‘Lamborghini or submarine?’ Watch this luxury car glide through Fort Lauderdale flood

During South Florida’s massive, almost Biblical floods on Sunday night from Tropical Storm Eta, an onlooker captured video of a drenched street in Fort Lauderdale.

In the tweet, the user with the handle @WFOJoe jokingly posed the question: “Lamborghini or submarine?”

In the clip, two cars, a black and red sedan, are stopped, completely stalled, inundated with water.

Suddenly, a yellow Lamborghini emerges from behind, slicing effortlessly through the massive puddle, drives around the vehicles and then peels away, despite also being engulfed with water.

In Joe’s video, which received almost 3,000 likes by Wednesday morning, commenters were dumbstruck, most in awe of the luxury Italian sports car.

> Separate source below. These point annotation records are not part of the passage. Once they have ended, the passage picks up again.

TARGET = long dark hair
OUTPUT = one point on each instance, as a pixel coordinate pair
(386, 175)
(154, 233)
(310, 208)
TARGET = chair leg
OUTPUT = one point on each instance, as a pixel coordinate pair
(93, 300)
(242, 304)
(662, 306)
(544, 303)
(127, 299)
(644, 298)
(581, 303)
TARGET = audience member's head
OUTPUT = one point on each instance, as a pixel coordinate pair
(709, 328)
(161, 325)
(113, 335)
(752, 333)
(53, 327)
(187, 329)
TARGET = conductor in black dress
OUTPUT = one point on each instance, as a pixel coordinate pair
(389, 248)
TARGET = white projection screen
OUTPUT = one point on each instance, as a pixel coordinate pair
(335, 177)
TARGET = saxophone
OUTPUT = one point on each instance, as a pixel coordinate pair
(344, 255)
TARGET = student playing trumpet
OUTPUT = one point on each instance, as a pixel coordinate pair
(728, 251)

“Who knew #SubLambo was a thing?”

“That is amazing. How could that Lambo keep going?”

“Submarini.”

“We all live in a yellow Lamborghini,” cracked another in a nod to the Beatles song.

A few referenced James Bond, who rode in a sleek, custom-built submarine, aka Wet Nellie, created for the fictional spy in the 1977 classic “The Spy Who Loved Me.”

“In a perfect world, Sean Connery would have jumped out of that car,” wrote one of the recently deceased Bond star.

Other posters were obviously auto buffs and knew the super car well.

“Pay attention, car dummies,” wrote one luxury car geek. “Since the design of the car was made for racing, it’s front cut through the water like it’s supposed to cut through air. Since the rear, where its engine is located, is higher than the front, it’s no surprise that it had no problem with the flooded streets!”

Why did Miami’s Brickell become a gigantic lake that drowned streets and doomed cars?

Indeed, most Lambo models are mid-engine cars, sitting between the front and rear wheel, keeping them relatively safe from water.

So who needs a submarine when you can own this bad boy?

A Lambo expert told the Miami Herald that the lean, mean machine was a Huracan Spyder convertible, which costs about $260,000, give or take.